This function returns the sampling covariances, variances, and correlations of the random effects fitted in an ASReml-R model

Usage

aiFun(model, Dimnames = NULL)

Arguments

model
A model object returned by a call to the asreml function.
Dimnames
A vector of characters if names are desired for the (co)variance/correlation matrix.

Value

  • A matrix of k x k dimensions is returned, if k is the number of random effects estimated in the model. If Dimnames is specified, the row and column names are assigned according the vector of names in the argument.

Details

The inverse of the average information provides the sampling (co)variance of each random term in the mixed model. This function extracts the AI matrix from an ASReml-R model and organizes it so that the sampling covariances between random terms are located below the diagonal, the sampling variances of random terms are located along the diagonal, and the sampling correlations between random terms are located above the diagonal.

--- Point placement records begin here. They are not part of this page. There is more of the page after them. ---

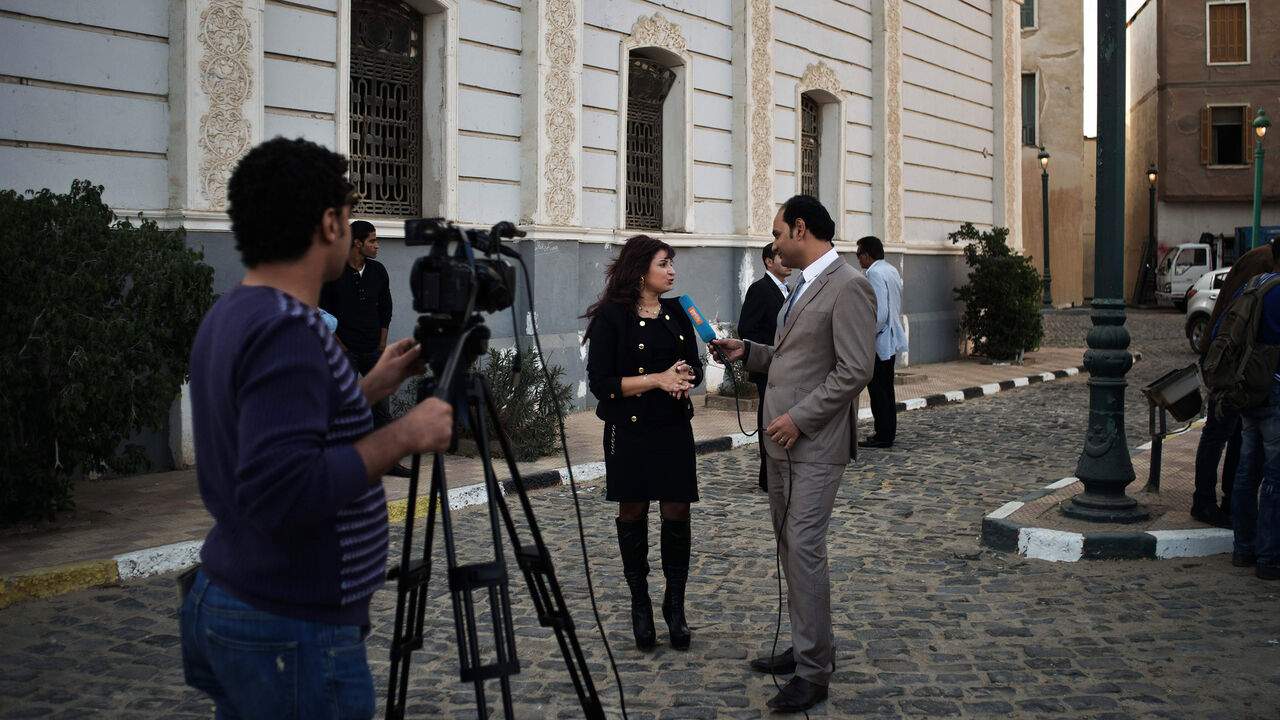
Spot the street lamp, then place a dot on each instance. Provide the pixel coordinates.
(1260, 126)
(1043, 159)
(1105, 468)
(1151, 224)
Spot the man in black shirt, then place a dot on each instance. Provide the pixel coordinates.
(361, 300)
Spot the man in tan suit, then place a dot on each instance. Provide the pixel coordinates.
(822, 356)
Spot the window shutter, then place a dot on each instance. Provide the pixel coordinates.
(1206, 135)
(1248, 135)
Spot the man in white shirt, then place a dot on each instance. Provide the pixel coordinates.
(890, 338)
(757, 322)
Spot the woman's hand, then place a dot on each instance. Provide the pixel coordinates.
(677, 379)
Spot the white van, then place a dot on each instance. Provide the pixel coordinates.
(1179, 269)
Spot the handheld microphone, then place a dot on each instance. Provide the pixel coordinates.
(702, 326)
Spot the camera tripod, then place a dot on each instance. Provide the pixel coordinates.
(488, 578)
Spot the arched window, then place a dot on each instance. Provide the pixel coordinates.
(810, 145)
(387, 108)
(648, 85)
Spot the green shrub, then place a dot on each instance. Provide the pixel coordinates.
(1001, 315)
(526, 408)
(99, 318)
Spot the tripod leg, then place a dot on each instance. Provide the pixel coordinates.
(535, 564)
(411, 578)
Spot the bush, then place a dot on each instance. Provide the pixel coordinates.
(526, 408)
(1001, 314)
(99, 318)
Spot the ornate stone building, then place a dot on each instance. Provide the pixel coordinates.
(584, 122)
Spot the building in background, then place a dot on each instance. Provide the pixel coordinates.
(1052, 115)
(1198, 72)
(584, 122)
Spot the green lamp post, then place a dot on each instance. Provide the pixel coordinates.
(1043, 162)
(1260, 127)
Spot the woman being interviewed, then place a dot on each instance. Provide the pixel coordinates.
(641, 364)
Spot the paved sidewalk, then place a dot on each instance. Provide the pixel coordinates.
(147, 524)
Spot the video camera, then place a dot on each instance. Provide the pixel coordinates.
(452, 286)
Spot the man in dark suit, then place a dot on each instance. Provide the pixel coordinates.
(822, 356)
(758, 322)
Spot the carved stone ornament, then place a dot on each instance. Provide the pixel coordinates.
(561, 96)
(227, 81)
(760, 64)
(894, 122)
(1013, 132)
(657, 31)
(819, 76)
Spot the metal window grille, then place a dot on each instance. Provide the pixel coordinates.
(1028, 108)
(1228, 30)
(810, 133)
(387, 108)
(648, 83)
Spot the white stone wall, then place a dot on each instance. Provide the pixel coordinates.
(949, 139)
(91, 92)
(83, 95)
(300, 71)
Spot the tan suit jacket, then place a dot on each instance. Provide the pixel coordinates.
(819, 361)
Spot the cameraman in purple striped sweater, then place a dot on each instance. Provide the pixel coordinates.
(289, 464)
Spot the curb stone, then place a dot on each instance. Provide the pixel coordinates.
(49, 582)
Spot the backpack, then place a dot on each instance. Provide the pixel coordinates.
(1239, 369)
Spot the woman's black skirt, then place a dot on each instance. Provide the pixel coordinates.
(650, 463)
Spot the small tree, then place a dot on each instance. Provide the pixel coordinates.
(1001, 314)
(526, 405)
(99, 318)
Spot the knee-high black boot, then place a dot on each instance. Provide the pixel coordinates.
(634, 546)
(676, 538)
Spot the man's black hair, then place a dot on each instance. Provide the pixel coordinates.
(872, 246)
(360, 231)
(814, 215)
(277, 195)
(767, 251)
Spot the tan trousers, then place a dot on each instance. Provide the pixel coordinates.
(801, 532)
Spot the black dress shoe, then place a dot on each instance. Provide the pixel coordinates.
(1212, 516)
(798, 696)
(781, 664)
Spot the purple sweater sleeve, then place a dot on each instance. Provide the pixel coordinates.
(287, 477)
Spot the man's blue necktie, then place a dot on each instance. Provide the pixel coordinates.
(791, 300)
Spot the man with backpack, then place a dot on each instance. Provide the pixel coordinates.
(1221, 429)
(1240, 370)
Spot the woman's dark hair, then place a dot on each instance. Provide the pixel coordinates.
(622, 276)
(872, 246)
(277, 195)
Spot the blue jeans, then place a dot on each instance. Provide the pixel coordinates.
(1257, 519)
(254, 664)
(1219, 432)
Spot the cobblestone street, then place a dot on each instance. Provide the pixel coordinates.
(929, 624)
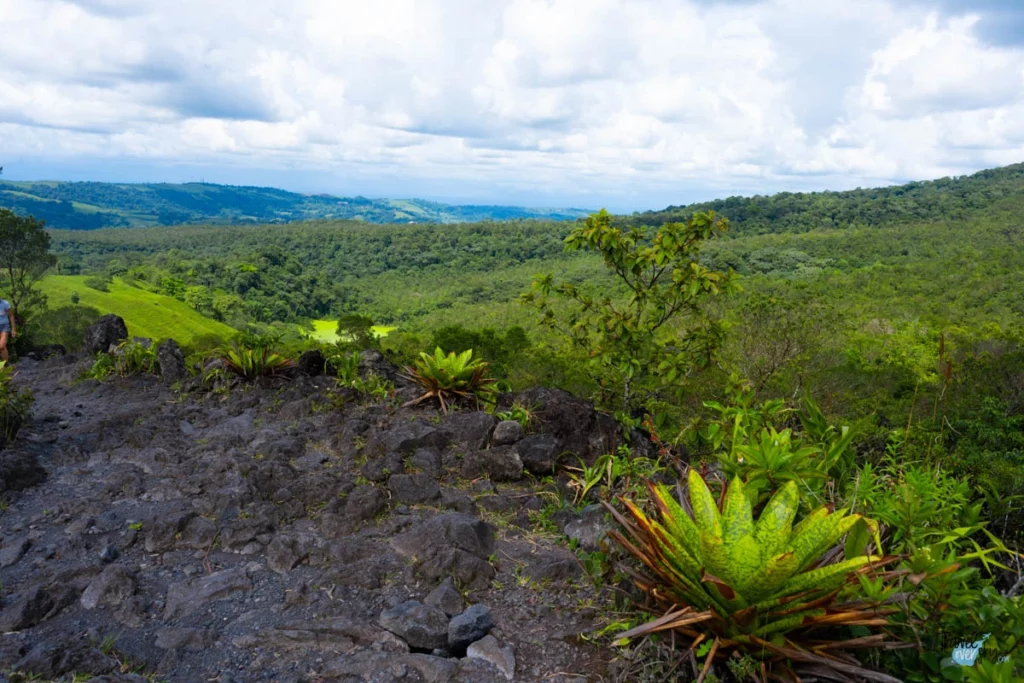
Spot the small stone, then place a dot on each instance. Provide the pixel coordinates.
(489, 650)
(500, 464)
(112, 587)
(421, 626)
(364, 503)
(539, 453)
(13, 551)
(590, 528)
(110, 553)
(507, 432)
(285, 552)
(413, 488)
(469, 627)
(445, 598)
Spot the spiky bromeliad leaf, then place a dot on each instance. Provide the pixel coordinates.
(752, 578)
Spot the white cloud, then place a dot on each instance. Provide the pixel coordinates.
(634, 102)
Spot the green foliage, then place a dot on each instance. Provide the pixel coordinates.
(97, 283)
(766, 587)
(65, 326)
(14, 404)
(146, 313)
(251, 363)
(128, 357)
(662, 280)
(747, 441)
(25, 258)
(451, 378)
(356, 332)
(500, 349)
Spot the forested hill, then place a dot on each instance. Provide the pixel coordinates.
(86, 206)
(946, 199)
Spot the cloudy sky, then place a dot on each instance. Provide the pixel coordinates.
(625, 103)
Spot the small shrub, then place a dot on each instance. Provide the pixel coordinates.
(452, 378)
(251, 364)
(65, 326)
(769, 589)
(14, 406)
(129, 357)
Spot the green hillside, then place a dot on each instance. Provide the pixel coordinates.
(145, 313)
(86, 206)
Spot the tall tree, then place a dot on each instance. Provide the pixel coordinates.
(655, 327)
(25, 258)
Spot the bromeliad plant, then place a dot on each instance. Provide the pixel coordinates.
(452, 378)
(250, 364)
(767, 588)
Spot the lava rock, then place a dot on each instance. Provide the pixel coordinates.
(469, 627)
(489, 650)
(507, 432)
(112, 587)
(413, 488)
(107, 332)
(539, 453)
(589, 528)
(426, 461)
(471, 430)
(451, 545)
(286, 552)
(363, 504)
(421, 626)
(36, 606)
(12, 551)
(404, 439)
(18, 470)
(500, 464)
(445, 598)
(172, 361)
(311, 363)
(185, 597)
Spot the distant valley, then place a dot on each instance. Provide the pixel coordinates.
(86, 206)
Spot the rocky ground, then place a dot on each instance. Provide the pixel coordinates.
(290, 531)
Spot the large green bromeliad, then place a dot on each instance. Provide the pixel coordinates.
(768, 588)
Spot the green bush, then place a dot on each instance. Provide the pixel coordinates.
(65, 326)
(250, 364)
(14, 406)
(452, 378)
(768, 589)
(129, 357)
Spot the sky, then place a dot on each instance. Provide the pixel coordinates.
(629, 104)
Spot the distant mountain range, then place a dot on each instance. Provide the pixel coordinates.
(86, 206)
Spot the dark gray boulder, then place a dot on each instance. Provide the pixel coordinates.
(111, 588)
(507, 432)
(413, 488)
(500, 464)
(539, 454)
(172, 361)
(469, 627)
(421, 626)
(107, 332)
(470, 430)
(451, 545)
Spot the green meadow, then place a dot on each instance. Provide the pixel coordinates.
(145, 313)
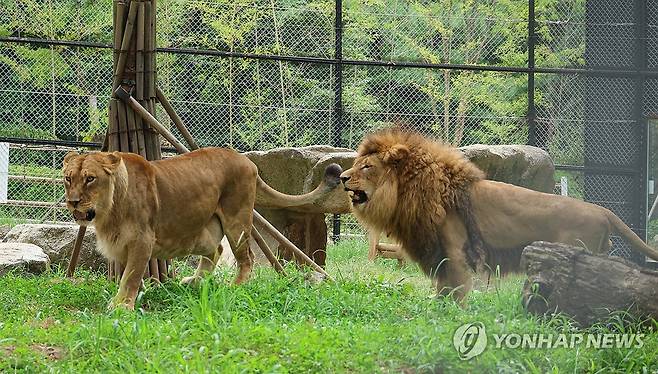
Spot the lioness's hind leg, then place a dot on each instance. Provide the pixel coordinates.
(206, 265)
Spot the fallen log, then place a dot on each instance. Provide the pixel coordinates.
(588, 287)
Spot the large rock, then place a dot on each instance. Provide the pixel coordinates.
(299, 170)
(57, 241)
(22, 258)
(522, 165)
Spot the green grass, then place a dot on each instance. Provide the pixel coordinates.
(376, 317)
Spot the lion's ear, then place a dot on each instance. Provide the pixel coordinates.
(68, 158)
(111, 162)
(396, 153)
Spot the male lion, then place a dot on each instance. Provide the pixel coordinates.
(449, 219)
(173, 207)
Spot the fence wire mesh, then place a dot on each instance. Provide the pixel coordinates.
(255, 75)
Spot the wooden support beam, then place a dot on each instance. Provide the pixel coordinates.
(270, 229)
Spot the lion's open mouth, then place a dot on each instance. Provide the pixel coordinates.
(84, 216)
(357, 196)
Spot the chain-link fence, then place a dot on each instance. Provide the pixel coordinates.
(575, 78)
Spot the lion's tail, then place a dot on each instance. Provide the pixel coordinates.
(621, 229)
(268, 197)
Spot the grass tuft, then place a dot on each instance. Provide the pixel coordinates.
(376, 317)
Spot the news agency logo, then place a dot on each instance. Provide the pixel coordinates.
(470, 340)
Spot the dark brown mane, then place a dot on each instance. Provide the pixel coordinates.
(433, 178)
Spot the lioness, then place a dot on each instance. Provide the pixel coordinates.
(449, 219)
(173, 207)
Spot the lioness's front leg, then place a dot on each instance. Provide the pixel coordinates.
(137, 258)
(206, 265)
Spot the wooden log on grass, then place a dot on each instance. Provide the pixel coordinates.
(586, 286)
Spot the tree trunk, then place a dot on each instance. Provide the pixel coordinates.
(586, 286)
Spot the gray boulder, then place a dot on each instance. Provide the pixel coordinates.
(522, 165)
(57, 242)
(22, 258)
(299, 170)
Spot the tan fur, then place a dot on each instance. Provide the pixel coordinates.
(450, 220)
(171, 208)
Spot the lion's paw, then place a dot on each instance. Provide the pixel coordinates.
(124, 305)
(190, 281)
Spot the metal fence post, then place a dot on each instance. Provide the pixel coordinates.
(532, 115)
(337, 129)
(642, 123)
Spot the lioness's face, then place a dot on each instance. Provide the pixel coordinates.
(88, 184)
(362, 179)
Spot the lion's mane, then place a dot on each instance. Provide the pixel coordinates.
(430, 180)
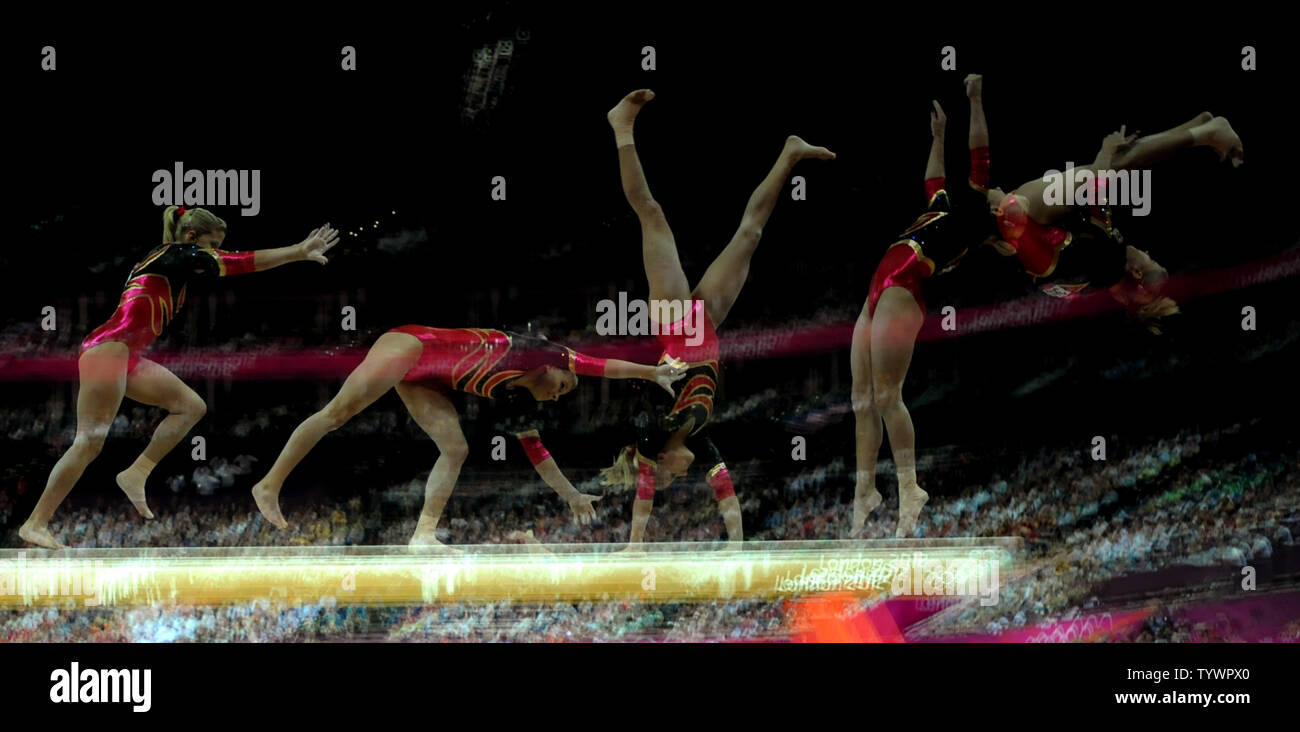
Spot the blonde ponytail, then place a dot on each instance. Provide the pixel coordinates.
(178, 220)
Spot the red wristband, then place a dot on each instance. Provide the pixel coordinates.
(533, 446)
(234, 263)
(932, 187)
(720, 481)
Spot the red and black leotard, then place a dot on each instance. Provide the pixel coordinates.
(155, 293)
(485, 362)
(696, 393)
(1045, 251)
(937, 241)
(482, 362)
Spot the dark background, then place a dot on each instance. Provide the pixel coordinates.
(406, 134)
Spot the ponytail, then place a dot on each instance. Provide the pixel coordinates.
(177, 220)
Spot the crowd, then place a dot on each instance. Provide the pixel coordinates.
(1186, 499)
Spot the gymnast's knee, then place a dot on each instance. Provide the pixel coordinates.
(888, 399)
(719, 479)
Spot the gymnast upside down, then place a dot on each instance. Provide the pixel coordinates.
(111, 366)
(423, 364)
(664, 449)
(1066, 259)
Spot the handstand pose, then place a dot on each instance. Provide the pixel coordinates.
(664, 449)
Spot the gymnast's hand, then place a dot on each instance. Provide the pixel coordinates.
(319, 242)
(583, 510)
(667, 373)
(1114, 143)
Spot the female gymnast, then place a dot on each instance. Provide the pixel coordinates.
(887, 328)
(662, 451)
(423, 364)
(111, 364)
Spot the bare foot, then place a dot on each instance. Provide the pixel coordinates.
(800, 150)
(131, 481)
(1220, 134)
(624, 113)
(268, 502)
(428, 541)
(39, 536)
(862, 509)
(910, 502)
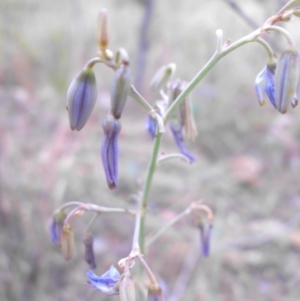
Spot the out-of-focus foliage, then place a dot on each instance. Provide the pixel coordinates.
(247, 168)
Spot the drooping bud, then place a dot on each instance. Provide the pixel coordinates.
(266, 74)
(109, 150)
(162, 76)
(56, 227)
(107, 283)
(286, 79)
(155, 295)
(127, 289)
(120, 90)
(205, 233)
(89, 254)
(102, 36)
(81, 98)
(178, 137)
(67, 242)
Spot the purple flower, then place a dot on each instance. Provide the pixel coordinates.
(81, 98)
(89, 254)
(107, 283)
(109, 150)
(267, 74)
(178, 137)
(205, 233)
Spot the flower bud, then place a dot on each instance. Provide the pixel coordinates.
(109, 150)
(89, 254)
(127, 289)
(67, 242)
(120, 90)
(162, 76)
(81, 98)
(56, 227)
(286, 79)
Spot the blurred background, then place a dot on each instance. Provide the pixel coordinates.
(248, 157)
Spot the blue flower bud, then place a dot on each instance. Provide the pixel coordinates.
(178, 137)
(109, 150)
(81, 98)
(267, 74)
(286, 79)
(107, 283)
(120, 90)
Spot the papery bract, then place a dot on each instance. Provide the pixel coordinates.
(107, 283)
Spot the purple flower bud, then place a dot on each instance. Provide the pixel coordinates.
(286, 79)
(267, 74)
(151, 127)
(120, 89)
(56, 227)
(109, 150)
(107, 283)
(81, 98)
(205, 232)
(89, 254)
(178, 137)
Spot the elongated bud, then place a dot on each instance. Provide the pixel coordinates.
(67, 242)
(89, 254)
(109, 150)
(127, 289)
(57, 226)
(103, 32)
(120, 90)
(162, 76)
(286, 79)
(81, 98)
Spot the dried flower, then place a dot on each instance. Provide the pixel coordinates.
(89, 254)
(81, 98)
(286, 80)
(120, 90)
(267, 74)
(107, 283)
(109, 150)
(67, 242)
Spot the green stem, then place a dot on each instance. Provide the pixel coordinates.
(207, 67)
(139, 231)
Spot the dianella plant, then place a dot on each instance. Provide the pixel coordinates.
(172, 111)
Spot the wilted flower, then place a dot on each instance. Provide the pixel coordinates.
(267, 74)
(205, 233)
(56, 227)
(81, 98)
(178, 137)
(107, 283)
(120, 89)
(109, 150)
(286, 80)
(89, 254)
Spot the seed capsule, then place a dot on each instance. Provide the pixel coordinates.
(286, 79)
(81, 98)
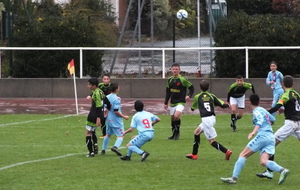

The order of the variances along the diagonal is the same as the order entered in the random section of the asreml function. This is the same order as the rows of a call to the summary function, summary(model)$varcomp.

References

Gilmour, A.R., Gogel, B.J., Cullis, B.R., & Thompson, R. 2009. ASReml User Guide Release 3.0. VSN International Ltd., Hemel Hempstead, UK.

Examples

Run this code
library(asreml)
    ginvA <- asreml.Ainverse(warcolak)$ginv
    ginvD <- makeD(warcolak[,1:3])$listDinv
    warcolak$IDD <- warcolak$ID
    warcolak.mod <- asreml(phenotype ~ 1, random = ~ped(ID) + giv(IDD), ginverse = list(ID = ginvA, IDD = ginvD), data = warcolak) 
    summary(warcolak.mod)$varcomp
    aiFun(warcolak.mod, Dimnames = c("Va", "Vd", "Ve"))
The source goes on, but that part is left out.